I'm just a simple DBA on a complex production system

Writing about all things production. Especially Oracle databases.

The Small Difference Between XML and RDBMS December 14, 2008

Filed under: design, musing — prodlife @ 6:32 am

OracleNerd posted a rather heated discussion between himself and an application developer, and few people jumped in to comment.  I can’t recommend reading this discussion, it is full of unsupported assertions and rude language. Something that was mentioned in it, did catch my attention.

MCohen wrote “So for example, it shouldn’t really matter to me that we’re using an Oracle database over say, an object database or xml files, or Amazon S3. We’re not quite there yet, but we’re making progress.”

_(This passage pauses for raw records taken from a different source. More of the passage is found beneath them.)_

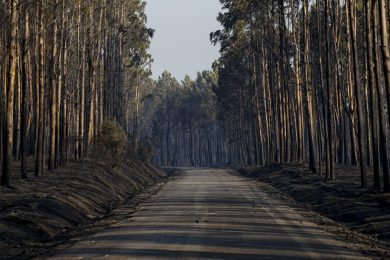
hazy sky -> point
(181, 43)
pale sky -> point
(181, 42)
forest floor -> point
(342, 200)
(46, 211)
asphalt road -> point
(213, 214)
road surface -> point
(212, 214)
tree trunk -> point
(9, 116)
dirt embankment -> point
(341, 200)
(45, 208)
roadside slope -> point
(43, 208)
(341, 200)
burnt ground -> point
(43, 212)
(341, 200)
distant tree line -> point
(65, 67)
(183, 126)
(306, 80)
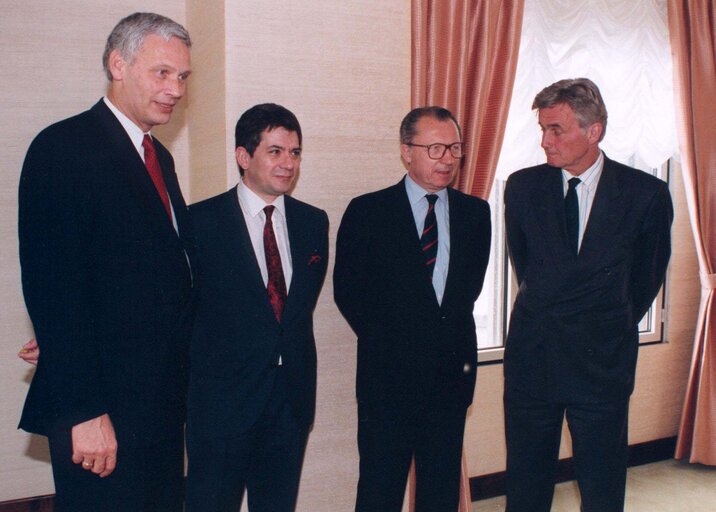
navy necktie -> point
(571, 212)
(429, 238)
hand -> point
(94, 445)
(30, 352)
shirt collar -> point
(416, 192)
(253, 204)
(135, 133)
(588, 177)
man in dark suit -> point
(589, 240)
(410, 263)
(104, 249)
(262, 261)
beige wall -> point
(344, 69)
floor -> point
(668, 486)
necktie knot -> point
(155, 172)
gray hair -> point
(408, 127)
(581, 95)
(129, 34)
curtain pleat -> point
(464, 59)
(464, 56)
(692, 25)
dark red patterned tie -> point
(276, 285)
(155, 171)
(429, 238)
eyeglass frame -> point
(445, 148)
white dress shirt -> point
(136, 135)
(252, 206)
(419, 205)
(586, 191)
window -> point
(493, 307)
(624, 48)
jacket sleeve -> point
(55, 235)
(351, 288)
(653, 250)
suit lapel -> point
(548, 203)
(130, 164)
(607, 211)
(405, 236)
(301, 250)
(239, 244)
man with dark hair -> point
(589, 241)
(262, 261)
(410, 263)
(105, 255)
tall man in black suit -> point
(105, 255)
(589, 240)
(262, 261)
(410, 263)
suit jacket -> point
(106, 279)
(237, 341)
(411, 350)
(573, 331)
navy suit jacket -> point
(573, 330)
(106, 280)
(237, 340)
(411, 350)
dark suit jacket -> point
(237, 340)
(411, 350)
(106, 280)
(573, 331)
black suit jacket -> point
(573, 331)
(106, 280)
(237, 340)
(411, 350)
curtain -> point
(464, 56)
(692, 26)
(624, 48)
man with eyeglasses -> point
(410, 263)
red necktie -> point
(276, 285)
(155, 171)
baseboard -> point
(489, 486)
(37, 504)
(481, 487)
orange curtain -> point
(464, 57)
(692, 27)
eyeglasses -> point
(437, 151)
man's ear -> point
(594, 132)
(116, 65)
(406, 153)
(242, 157)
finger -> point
(110, 464)
(98, 466)
(77, 457)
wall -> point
(344, 69)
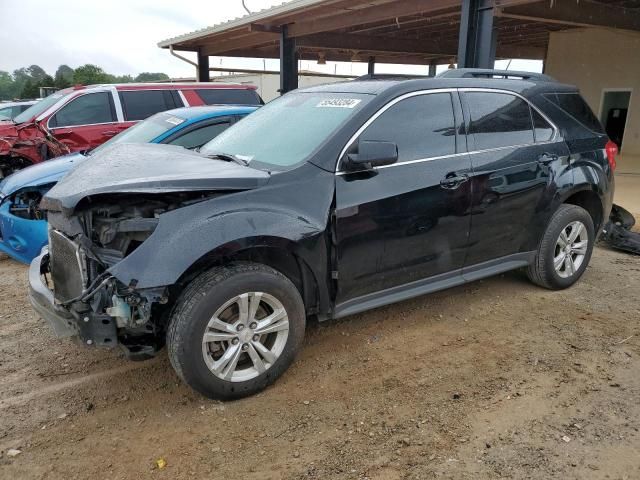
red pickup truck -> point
(81, 118)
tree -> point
(7, 87)
(64, 77)
(89, 74)
(151, 77)
(37, 74)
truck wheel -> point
(235, 330)
(565, 249)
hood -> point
(40, 174)
(149, 168)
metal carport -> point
(471, 33)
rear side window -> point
(88, 109)
(422, 127)
(200, 136)
(574, 105)
(228, 96)
(543, 130)
(141, 104)
(499, 120)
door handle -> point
(547, 158)
(453, 181)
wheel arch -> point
(587, 198)
(278, 253)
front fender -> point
(186, 235)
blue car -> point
(23, 228)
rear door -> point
(514, 150)
(410, 220)
(86, 121)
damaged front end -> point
(25, 144)
(71, 283)
(102, 219)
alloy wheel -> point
(571, 249)
(245, 336)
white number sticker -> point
(339, 103)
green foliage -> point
(64, 77)
(26, 82)
(90, 74)
(151, 77)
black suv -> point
(326, 202)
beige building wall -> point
(269, 83)
(602, 59)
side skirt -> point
(432, 284)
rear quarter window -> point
(574, 105)
(228, 96)
(141, 104)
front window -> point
(40, 107)
(146, 131)
(287, 131)
(6, 113)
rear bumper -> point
(41, 298)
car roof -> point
(389, 85)
(210, 111)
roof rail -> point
(489, 73)
(387, 76)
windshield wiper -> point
(227, 157)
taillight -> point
(612, 150)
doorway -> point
(614, 112)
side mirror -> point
(373, 154)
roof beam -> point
(351, 18)
(392, 45)
(370, 43)
(583, 14)
(250, 41)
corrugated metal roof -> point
(285, 7)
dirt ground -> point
(495, 379)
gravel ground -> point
(495, 379)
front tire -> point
(235, 330)
(565, 249)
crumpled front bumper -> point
(41, 298)
(20, 238)
(92, 329)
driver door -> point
(408, 221)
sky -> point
(121, 36)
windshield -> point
(286, 131)
(6, 113)
(145, 131)
(37, 108)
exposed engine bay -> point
(83, 248)
(25, 203)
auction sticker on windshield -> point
(339, 103)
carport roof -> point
(399, 31)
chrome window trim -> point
(553, 139)
(183, 98)
(383, 109)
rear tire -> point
(565, 249)
(235, 330)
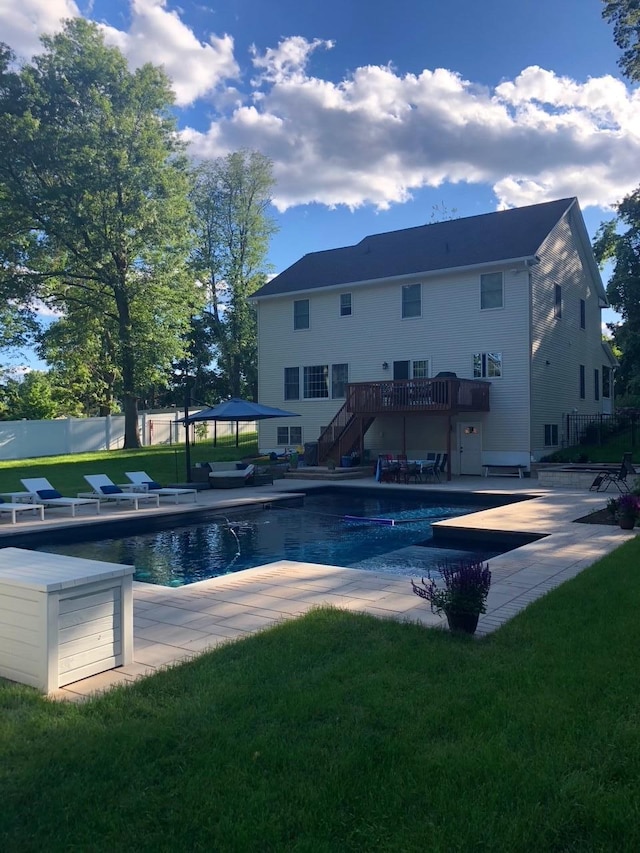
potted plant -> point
(628, 511)
(461, 594)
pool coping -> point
(172, 624)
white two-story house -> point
(474, 337)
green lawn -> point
(339, 732)
(166, 464)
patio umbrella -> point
(236, 410)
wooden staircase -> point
(343, 435)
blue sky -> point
(375, 114)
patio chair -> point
(14, 508)
(142, 479)
(106, 490)
(619, 478)
(44, 492)
(429, 469)
(412, 472)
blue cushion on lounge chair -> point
(47, 494)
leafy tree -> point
(34, 397)
(625, 17)
(97, 216)
(612, 241)
(81, 350)
(231, 199)
(623, 290)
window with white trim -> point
(316, 381)
(487, 365)
(292, 383)
(411, 301)
(288, 436)
(491, 290)
(420, 369)
(301, 314)
(339, 379)
(557, 302)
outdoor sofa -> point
(223, 475)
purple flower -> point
(464, 588)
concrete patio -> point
(173, 624)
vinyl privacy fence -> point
(24, 439)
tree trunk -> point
(129, 396)
(131, 436)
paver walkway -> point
(173, 624)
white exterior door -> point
(470, 443)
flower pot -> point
(462, 621)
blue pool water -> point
(315, 532)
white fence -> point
(24, 439)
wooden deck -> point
(367, 400)
(439, 396)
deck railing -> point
(365, 400)
(418, 395)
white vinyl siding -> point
(560, 347)
(376, 334)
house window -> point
(411, 300)
(316, 381)
(345, 304)
(292, 383)
(487, 365)
(491, 290)
(421, 369)
(557, 305)
(339, 379)
(289, 436)
(301, 314)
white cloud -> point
(24, 22)
(160, 37)
(155, 35)
(287, 61)
(376, 136)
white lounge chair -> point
(20, 507)
(43, 491)
(106, 490)
(143, 480)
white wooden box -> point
(62, 618)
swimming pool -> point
(314, 532)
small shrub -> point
(465, 590)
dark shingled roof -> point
(505, 235)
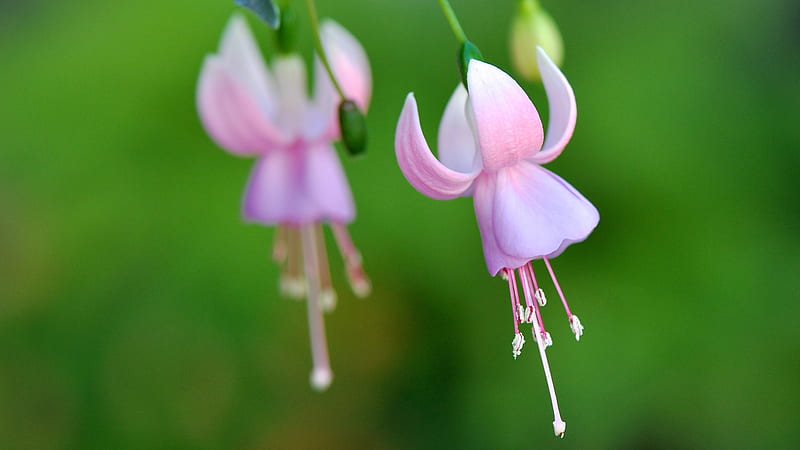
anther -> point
(517, 343)
(575, 325)
(327, 300)
(547, 340)
(540, 297)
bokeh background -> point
(138, 311)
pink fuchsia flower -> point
(491, 147)
(297, 182)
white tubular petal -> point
(563, 111)
(348, 61)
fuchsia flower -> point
(491, 148)
(297, 182)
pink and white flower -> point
(297, 182)
(491, 147)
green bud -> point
(530, 27)
(266, 10)
(354, 128)
(467, 52)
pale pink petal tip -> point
(563, 110)
(321, 379)
(507, 126)
(537, 213)
(455, 142)
(349, 62)
(422, 170)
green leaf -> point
(266, 10)
(467, 52)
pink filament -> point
(512, 290)
(558, 287)
(526, 273)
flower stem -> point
(312, 15)
(453, 21)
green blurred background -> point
(138, 311)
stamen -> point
(559, 426)
(525, 274)
(519, 340)
(321, 375)
(539, 293)
(352, 260)
(575, 324)
(327, 296)
(292, 282)
(517, 343)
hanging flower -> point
(491, 147)
(297, 182)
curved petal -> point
(290, 80)
(328, 189)
(274, 193)
(536, 213)
(420, 167)
(507, 126)
(563, 112)
(456, 142)
(350, 65)
(348, 61)
(229, 113)
(239, 50)
(496, 259)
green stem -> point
(312, 14)
(453, 21)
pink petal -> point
(348, 61)
(229, 113)
(496, 259)
(298, 186)
(420, 167)
(507, 125)
(563, 112)
(536, 213)
(456, 143)
(239, 50)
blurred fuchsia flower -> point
(490, 147)
(297, 182)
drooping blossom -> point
(297, 183)
(491, 147)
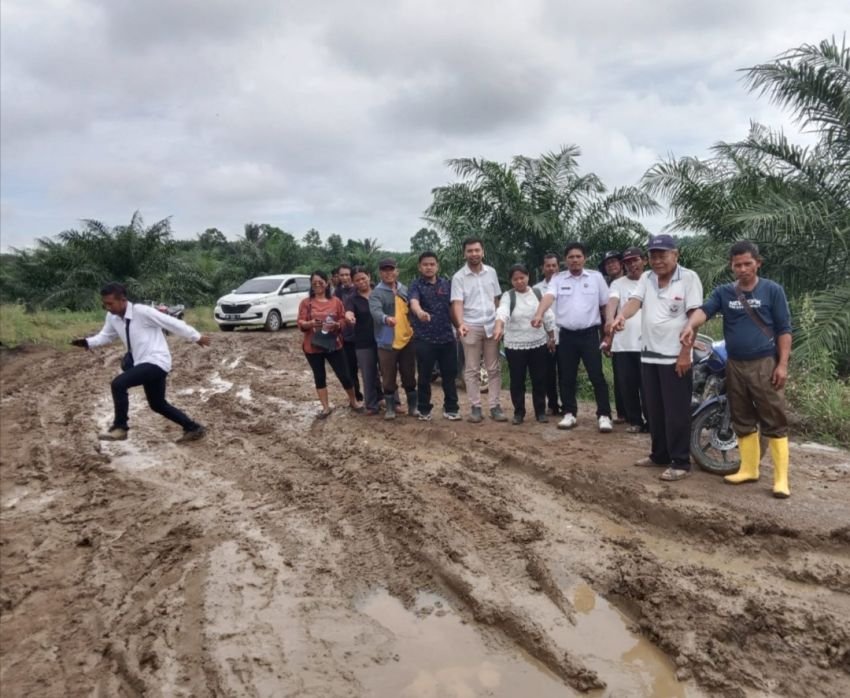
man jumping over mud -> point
(147, 361)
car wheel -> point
(273, 321)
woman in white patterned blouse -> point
(525, 346)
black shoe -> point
(192, 435)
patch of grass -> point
(56, 328)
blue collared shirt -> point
(435, 299)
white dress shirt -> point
(543, 286)
(478, 291)
(578, 299)
(664, 313)
(629, 338)
(519, 333)
(147, 340)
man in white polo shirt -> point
(667, 295)
(551, 266)
(147, 361)
(475, 295)
(625, 347)
(581, 297)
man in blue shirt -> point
(433, 335)
(758, 341)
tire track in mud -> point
(232, 567)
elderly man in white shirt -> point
(581, 297)
(551, 266)
(475, 296)
(147, 361)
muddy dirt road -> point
(286, 556)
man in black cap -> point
(666, 295)
(625, 345)
(389, 305)
(611, 267)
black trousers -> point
(445, 356)
(337, 361)
(668, 407)
(351, 361)
(619, 402)
(552, 381)
(627, 370)
(152, 379)
(575, 346)
(520, 363)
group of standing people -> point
(647, 320)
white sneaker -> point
(568, 422)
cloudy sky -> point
(340, 115)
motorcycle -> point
(714, 445)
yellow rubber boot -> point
(750, 456)
(779, 455)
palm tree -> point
(793, 201)
(534, 206)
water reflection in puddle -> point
(629, 663)
(438, 656)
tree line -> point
(794, 201)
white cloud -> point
(340, 115)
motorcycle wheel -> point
(710, 449)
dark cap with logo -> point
(610, 254)
(662, 242)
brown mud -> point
(289, 556)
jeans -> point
(445, 356)
(337, 361)
(351, 360)
(668, 407)
(552, 381)
(575, 346)
(520, 363)
(627, 374)
(367, 361)
(475, 345)
(395, 362)
(152, 378)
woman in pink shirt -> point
(325, 314)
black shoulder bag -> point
(753, 315)
(323, 341)
(127, 359)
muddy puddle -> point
(499, 561)
(437, 654)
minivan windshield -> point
(259, 286)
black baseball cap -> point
(611, 254)
(662, 242)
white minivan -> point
(270, 301)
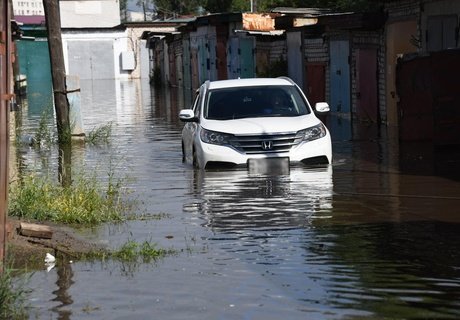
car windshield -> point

I worked on few projects that stored data in XML files. Usually it starts rather innocently. The program needs to store and retrieve few configuration parameters, and using a database for that seems like an overkill. So they put it in an XML file.

As the project grows, more configuration parameters are added. Some of them may be depended on each other, so if you update one and fail to update the other, you need to undo your first update. Congratulations, you just reinvented transactions.

Few weeks later the project have several components and maybe even threads. Sometimes, several of those need to access the data at once. Maybe you serialize all the access to the data, completely locking the file while it is updated. Maybe you want to allow reads while an update is going on, but how will you prevent reading partially updated data? Different RDBMS has different solutions for concurrency, but Java’s XML library will let you write your own. Enjoy.

I’m not saying XML is always a bad idea. Sometimes, you need your data store to be human-readable. Sometimes, your data is just not very well structured, and would not fit in an RDBMS. But using XML has a cost, and you should make sure it is worth it. To make the right decision, you should know what is the difference between an XML file and an RDBMS.

If you don’t know whether your data is in XML or in RDBMS, how will you know whether or not you need to implement your own transactions?